Wednesday, April 1, 2009

Separate Implementation and Interface

I've been chafing at the limitations of OO programming, particularly v-table style. And interfaces is one of the problem areas, because I want to re-use implementations.

I'm reading "The Paradoxical Success of Aspect-Oriented Programming" by Friedrich Steimann, and he talks about modularity. Parnas1 defined modularity as restricting the number of programmers that have to know about some implementation2. That's right, not a textual, or language issue. A person issue. This leads Stiemann to talk about interfaces, and leads me to distinguishing interface from implementation.

First, "class" should be the public-interface (the API), and inheritance should be on the basis of interfaces only. Because we want Liskov substitution3. The interface is how you can use an object, or, if you prefer, how it behaves. Typically, the interface is a list of method signatures. There is no implementation. Interestingly, some of the functional languages define class this way (e.g. Clean, and I think Haskell). Unfortunately, while some languages like Java can support this, it is a bit tedious, though much of Java's standard libraries are done this way. Even PHP has interfaces for things like the standard Array behavior.

This use of "interface" is different than the historic understanding related to modules, according to Stiemann4 ("class" being a restricted form of module). We should remember that this use is a a shorthand for "class interface," or some such.

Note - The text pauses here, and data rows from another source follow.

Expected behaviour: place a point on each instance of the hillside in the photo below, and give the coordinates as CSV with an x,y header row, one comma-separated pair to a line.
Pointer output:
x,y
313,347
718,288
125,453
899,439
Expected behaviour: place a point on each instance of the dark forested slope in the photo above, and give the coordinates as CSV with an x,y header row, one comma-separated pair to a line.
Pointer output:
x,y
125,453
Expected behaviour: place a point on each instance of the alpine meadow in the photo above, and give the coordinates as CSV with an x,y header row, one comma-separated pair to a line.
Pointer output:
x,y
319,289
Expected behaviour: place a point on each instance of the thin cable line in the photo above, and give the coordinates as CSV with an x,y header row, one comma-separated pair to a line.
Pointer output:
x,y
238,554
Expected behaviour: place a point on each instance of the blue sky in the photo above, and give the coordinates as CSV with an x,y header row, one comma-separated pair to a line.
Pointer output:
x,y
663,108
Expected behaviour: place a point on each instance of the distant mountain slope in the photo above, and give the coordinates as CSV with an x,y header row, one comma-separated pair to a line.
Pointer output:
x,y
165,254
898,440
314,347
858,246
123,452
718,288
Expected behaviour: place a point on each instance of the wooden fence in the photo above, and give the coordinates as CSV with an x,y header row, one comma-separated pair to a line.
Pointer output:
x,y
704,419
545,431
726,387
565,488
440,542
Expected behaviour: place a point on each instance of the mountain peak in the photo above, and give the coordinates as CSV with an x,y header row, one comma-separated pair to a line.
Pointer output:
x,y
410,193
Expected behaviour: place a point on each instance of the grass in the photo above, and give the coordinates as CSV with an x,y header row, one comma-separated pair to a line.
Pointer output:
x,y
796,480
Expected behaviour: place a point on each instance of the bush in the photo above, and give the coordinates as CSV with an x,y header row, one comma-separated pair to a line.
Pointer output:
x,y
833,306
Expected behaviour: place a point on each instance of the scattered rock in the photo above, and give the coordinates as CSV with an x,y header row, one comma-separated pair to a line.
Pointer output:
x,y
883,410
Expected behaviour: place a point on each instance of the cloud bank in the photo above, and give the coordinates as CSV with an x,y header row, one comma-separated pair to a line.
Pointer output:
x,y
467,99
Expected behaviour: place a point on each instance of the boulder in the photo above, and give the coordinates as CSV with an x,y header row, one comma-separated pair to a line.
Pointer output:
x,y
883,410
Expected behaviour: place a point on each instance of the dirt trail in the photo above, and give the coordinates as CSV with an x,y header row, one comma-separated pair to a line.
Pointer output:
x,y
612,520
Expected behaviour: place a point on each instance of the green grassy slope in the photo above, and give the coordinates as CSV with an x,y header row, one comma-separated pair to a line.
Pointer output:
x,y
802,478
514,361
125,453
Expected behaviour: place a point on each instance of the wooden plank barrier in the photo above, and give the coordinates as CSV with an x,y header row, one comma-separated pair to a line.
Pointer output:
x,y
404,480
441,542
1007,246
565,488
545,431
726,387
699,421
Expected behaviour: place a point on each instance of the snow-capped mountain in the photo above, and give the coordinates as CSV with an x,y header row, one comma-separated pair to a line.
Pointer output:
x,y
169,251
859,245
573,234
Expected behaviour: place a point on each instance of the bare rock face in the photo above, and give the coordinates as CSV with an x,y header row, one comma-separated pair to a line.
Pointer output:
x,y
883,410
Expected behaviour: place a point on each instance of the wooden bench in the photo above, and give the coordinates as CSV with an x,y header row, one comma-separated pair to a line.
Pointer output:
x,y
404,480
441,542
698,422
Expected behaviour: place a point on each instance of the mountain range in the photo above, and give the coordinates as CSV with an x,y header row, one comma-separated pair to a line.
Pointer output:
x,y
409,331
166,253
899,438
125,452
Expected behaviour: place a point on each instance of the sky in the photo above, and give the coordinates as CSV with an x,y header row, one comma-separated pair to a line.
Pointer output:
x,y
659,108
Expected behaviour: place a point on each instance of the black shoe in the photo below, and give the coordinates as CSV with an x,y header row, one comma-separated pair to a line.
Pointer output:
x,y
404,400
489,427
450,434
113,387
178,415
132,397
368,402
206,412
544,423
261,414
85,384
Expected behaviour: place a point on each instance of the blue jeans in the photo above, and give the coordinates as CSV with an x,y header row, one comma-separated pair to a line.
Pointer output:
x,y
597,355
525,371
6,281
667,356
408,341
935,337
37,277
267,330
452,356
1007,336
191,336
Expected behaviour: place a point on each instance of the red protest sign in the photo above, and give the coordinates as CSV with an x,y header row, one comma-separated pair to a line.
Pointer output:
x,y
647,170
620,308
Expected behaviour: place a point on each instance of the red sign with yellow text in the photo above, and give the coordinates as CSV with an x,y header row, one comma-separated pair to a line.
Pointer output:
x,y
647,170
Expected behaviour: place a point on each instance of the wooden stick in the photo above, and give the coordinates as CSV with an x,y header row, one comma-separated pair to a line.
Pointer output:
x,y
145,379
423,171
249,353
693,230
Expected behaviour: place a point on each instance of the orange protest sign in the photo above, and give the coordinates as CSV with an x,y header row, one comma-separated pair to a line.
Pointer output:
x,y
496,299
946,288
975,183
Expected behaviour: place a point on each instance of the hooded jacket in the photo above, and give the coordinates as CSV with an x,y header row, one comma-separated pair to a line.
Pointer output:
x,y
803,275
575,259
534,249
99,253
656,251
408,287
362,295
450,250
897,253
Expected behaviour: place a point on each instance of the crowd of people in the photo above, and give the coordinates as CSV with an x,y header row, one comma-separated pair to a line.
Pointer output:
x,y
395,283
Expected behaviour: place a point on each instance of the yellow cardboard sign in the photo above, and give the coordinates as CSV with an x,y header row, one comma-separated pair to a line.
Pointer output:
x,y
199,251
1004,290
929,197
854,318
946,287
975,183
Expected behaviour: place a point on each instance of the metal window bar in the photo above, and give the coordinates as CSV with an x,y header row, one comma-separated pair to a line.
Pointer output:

Second, an "implementation" is a data-structure plus procedures that provide the interface5. All this, I would say, in a module, since we want to localize the implementation and let other programmers be oblivious. You don't inherit from implementations, though you should be able to re-use them.

The StdC++Lib is built this way. If you haven't studied this library (particularly the original STL documents), you should. Interesting that a language with poor support for the separation of interface/implementation should have the premier example. Note that part of the interface, e.g. complexity-guarantees, are not expressible in C++.

Any algorithm that is polymorphic could be provided as a default implementation in the interface. For example, "map", "filter", and "foreach" can be written in terms of "fold" without caring about the actual data-structure. An implementation can specialize any of these algorithms for optimization, or whatever. Clean (and Haskell?) do this.

Why this distinction between implementation and interface? Because, I can now do what we all want to do: re-use implementations. I believe that's what 90% of OO programmers do when they use inheritance. And, they get frustrated when they want to re-use implementation, but it's not compatible with class-inheritance. And, it is now clear that they are 2 different things. This separation is more natural in a multi-method language, since methods don't have to belong to the class's module, and polymorphic methods are more common (and easier).

When I re-use implementation by common class-inheritance, I want the vast majority of the implementation to stay the same, and change a few bits of it. For example, you make Model objects by inheriting from ActiveRecord. And in one case, I needed to customize the PK behaviors.

Or, more radically, haven't you been tempted to use multiple inheritance to get the implementation of something (say a hash/dict) but to use it as extending a some class? I know, "delegation" or some-such is the purported solution here, but it's tedious and annoying.

Third, there is one more level of distinction. When an algorithm for a method is complex enough, you'll naturally factor it into helper functions. Someone re-using your implementation should be able to override relevant helper-functions. And that is dangerous, because there is no agreement that the implementation is made up of so-and-so helper-functions, interacting in such-and-such an order. Our assumption is that the implementation is changeable (e.g. RoR's ActiveRecord changed between versions).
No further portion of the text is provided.